Brandon hesitated a moment before entering the place. It was plainly a saloon of the worst type, the “hotel” part evidently being but a “blind” by means of which the bar could be kept open all night.

Two or three disreputable men—sailors or longshoremen by appearance—were hanging about the door, but Brandon Tarr had a good deal of confidence in his ability to take care of himself, and finally ascended the steps.

A sickening odor of stale tobacco smoke and bad liquor assailed his nostrils as he stepped within the room, and he was almost tempted to back out and give up his intention of seeing Wetherbee. But the man behind the bar—a villainous looking fellow with a closely cropped head and red face—had seen him and came briskly forward.

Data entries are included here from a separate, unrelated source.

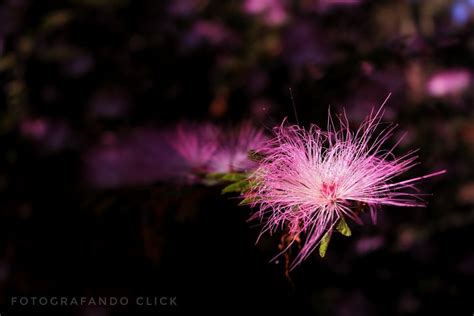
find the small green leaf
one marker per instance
(255, 156)
(248, 200)
(239, 186)
(343, 228)
(234, 176)
(323, 246)
(215, 175)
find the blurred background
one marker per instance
(91, 88)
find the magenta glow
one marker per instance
(309, 179)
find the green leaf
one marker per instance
(343, 228)
(323, 246)
(248, 200)
(234, 176)
(239, 186)
(215, 175)
(255, 156)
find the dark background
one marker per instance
(85, 84)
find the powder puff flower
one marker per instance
(235, 144)
(196, 143)
(309, 181)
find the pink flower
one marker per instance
(235, 145)
(448, 82)
(196, 144)
(310, 179)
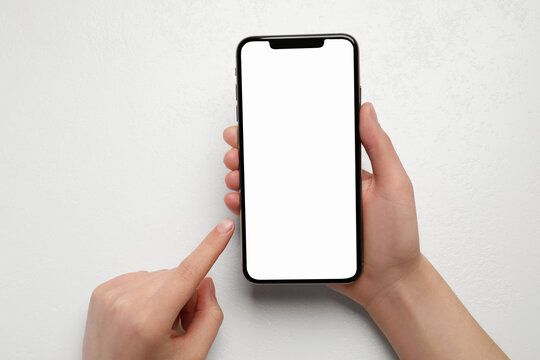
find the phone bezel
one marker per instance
(358, 165)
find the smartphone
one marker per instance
(298, 101)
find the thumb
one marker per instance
(387, 167)
(206, 320)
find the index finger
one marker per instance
(183, 280)
(230, 135)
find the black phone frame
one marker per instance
(299, 41)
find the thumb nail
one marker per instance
(225, 226)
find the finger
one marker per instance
(231, 159)
(230, 135)
(207, 320)
(384, 159)
(366, 173)
(183, 280)
(188, 311)
(232, 180)
(232, 200)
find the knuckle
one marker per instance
(121, 307)
(143, 330)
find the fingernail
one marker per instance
(374, 113)
(225, 226)
(212, 288)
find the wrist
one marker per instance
(413, 281)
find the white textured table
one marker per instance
(111, 116)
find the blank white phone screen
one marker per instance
(298, 117)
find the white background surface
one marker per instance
(305, 99)
(111, 116)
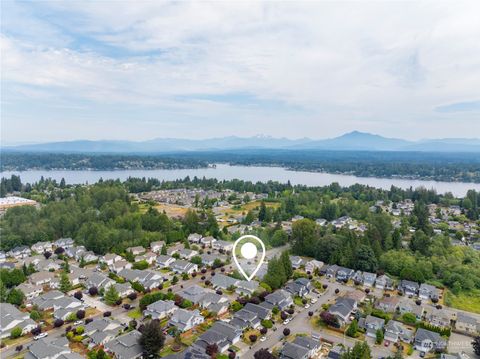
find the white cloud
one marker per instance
(379, 67)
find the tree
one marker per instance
(476, 345)
(111, 295)
(65, 284)
(352, 329)
(16, 332)
(360, 350)
(152, 338)
(15, 297)
(263, 354)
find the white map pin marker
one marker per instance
(248, 251)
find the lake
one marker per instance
(247, 173)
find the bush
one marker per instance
(58, 323)
(16, 332)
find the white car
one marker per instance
(40, 336)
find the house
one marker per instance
(40, 278)
(300, 287)
(244, 319)
(384, 282)
(427, 291)
(222, 245)
(57, 349)
(160, 309)
(194, 238)
(148, 257)
(224, 282)
(187, 253)
(47, 300)
(120, 265)
(185, 320)
(99, 281)
(280, 298)
(194, 293)
(369, 279)
(136, 250)
(245, 287)
(64, 243)
(156, 247)
(110, 258)
(208, 241)
(29, 290)
(371, 324)
(11, 317)
(301, 348)
(466, 323)
(261, 312)
(182, 266)
(408, 287)
(164, 261)
(344, 274)
(396, 331)
(296, 261)
(208, 259)
(387, 304)
(125, 346)
(41, 247)
(426, 341)
(313, 265)
(343, 309)
(215, 303)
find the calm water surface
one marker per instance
(246, 173)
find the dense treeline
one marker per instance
(464, 167)
(21, 161)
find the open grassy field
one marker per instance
(469, 301)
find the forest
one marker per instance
(104, 217)
(450, 167)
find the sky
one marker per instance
(137, 70)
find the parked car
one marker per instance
(40, 336)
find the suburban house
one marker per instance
(136, 250)
(164, 261)
(387, 304)
(125, 346)
(280, 298)
(301, 348)
(11, 317)
(185, 320)
(300, 287)
(384, 282)
(396, 331)
(427, 291)
(182, 266)
(426, 341)
(342, 309)
(466, 323)
(160, 309)
(156, 247)
(371, 324)
(408, 287)
(313, 265)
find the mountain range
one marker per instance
(352, 141)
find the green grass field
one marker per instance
(469, 301)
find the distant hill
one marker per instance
(352, 141)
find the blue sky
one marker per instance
(141, 70)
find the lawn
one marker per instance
(135, 313)
(469, 301)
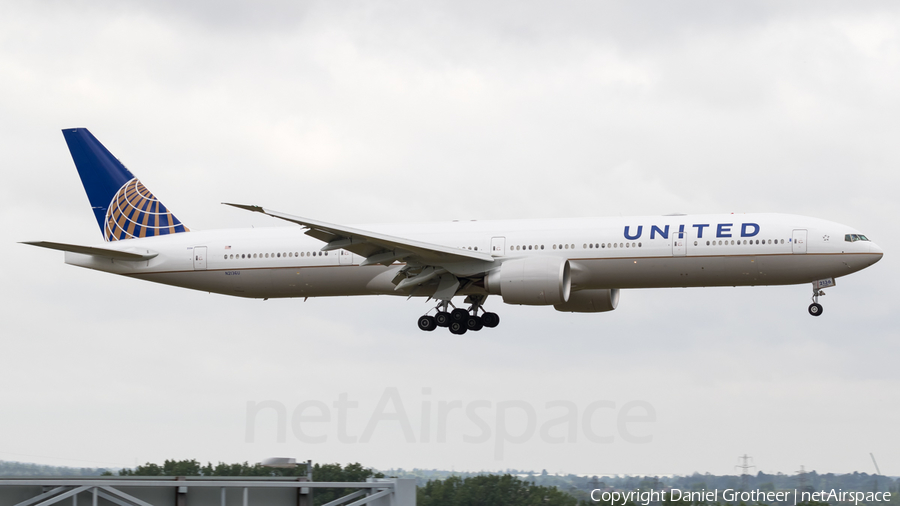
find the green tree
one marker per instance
(490, 490)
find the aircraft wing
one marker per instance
(375, 247)
(91, 250)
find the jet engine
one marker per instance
(590, 301)
(531, 281)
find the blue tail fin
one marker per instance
(124, 208)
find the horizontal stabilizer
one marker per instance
(90, 250)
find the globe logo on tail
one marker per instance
(135, 212)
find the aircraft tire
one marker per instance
(459, 315)
(427, 323)
(442, 319)
(490, 320)
(458, 328)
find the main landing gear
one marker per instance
(460, 320)
(815, 308)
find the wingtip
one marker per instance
(246, 207)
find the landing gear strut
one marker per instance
(460, 320)
(815, 308)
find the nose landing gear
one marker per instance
(815, 308)
(459, 321)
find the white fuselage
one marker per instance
(623, 252)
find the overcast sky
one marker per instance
(408, 111)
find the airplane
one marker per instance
(576, 265)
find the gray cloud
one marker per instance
(405, 112)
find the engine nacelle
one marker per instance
(590, 301)
(532, 281)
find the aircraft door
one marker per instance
(199, 258)
(798, 241)
(679, 242)
(498, 246)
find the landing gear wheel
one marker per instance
(458, 328)
(490, 320)
(442, 319)
(459, 315)
(427, 323)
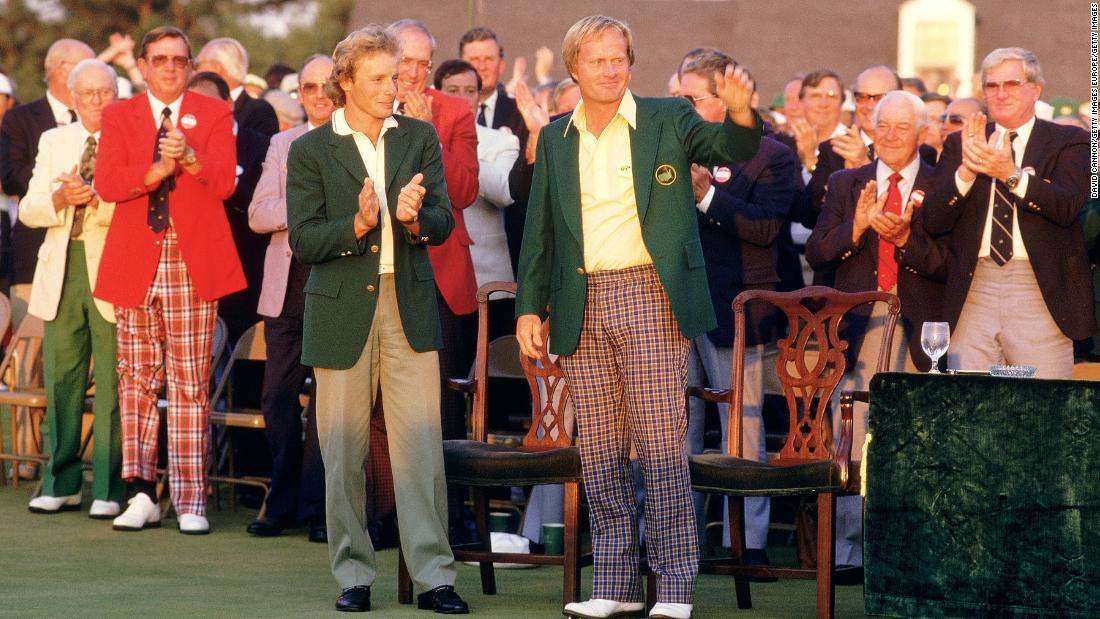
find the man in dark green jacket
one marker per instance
(365, 197)
(612, 245)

“Well, young felley, what kin I do fur ye?” he asked, in what was intended as a pleasant tone.

Deciding that he was in for it, the captain’s son walked forward to the bar and replied:

“Nothing to drink, thank you. I’m looking for a man who’s stopping here—Caleb Wetherbee.”

The bartender eyed him curiously and repeated:

“Caleb Wetherbee, eh? Well, I’ll see ’f he’s here.”

He stepped back to a door leading into an inner room and, opening it a crack, called to somebody inside. There was a whispered conversation between the men, and the bull necked individual came back to the bar.

“All right, m’ duck; he’s in dere,” he said, with a grin, and a motion of his thumb toward the inner door. “Yer don’t have ter send in no kyard.”

Taking this as a permission to enter, Brandon walked across the long saloon, littered with tables and chairs, and its door covered with sawdust, and opened the door.

The apartment beyond was as badly furnished as the outer room, there being only a square deal table and several wooden bottomed chairs. In one of these chairs before the table, with his head bowed upon his arms, was the sailor whom Brandon had seen two days before in the woods on his uncle’s farm back in Chopmist, the only occupant of the place.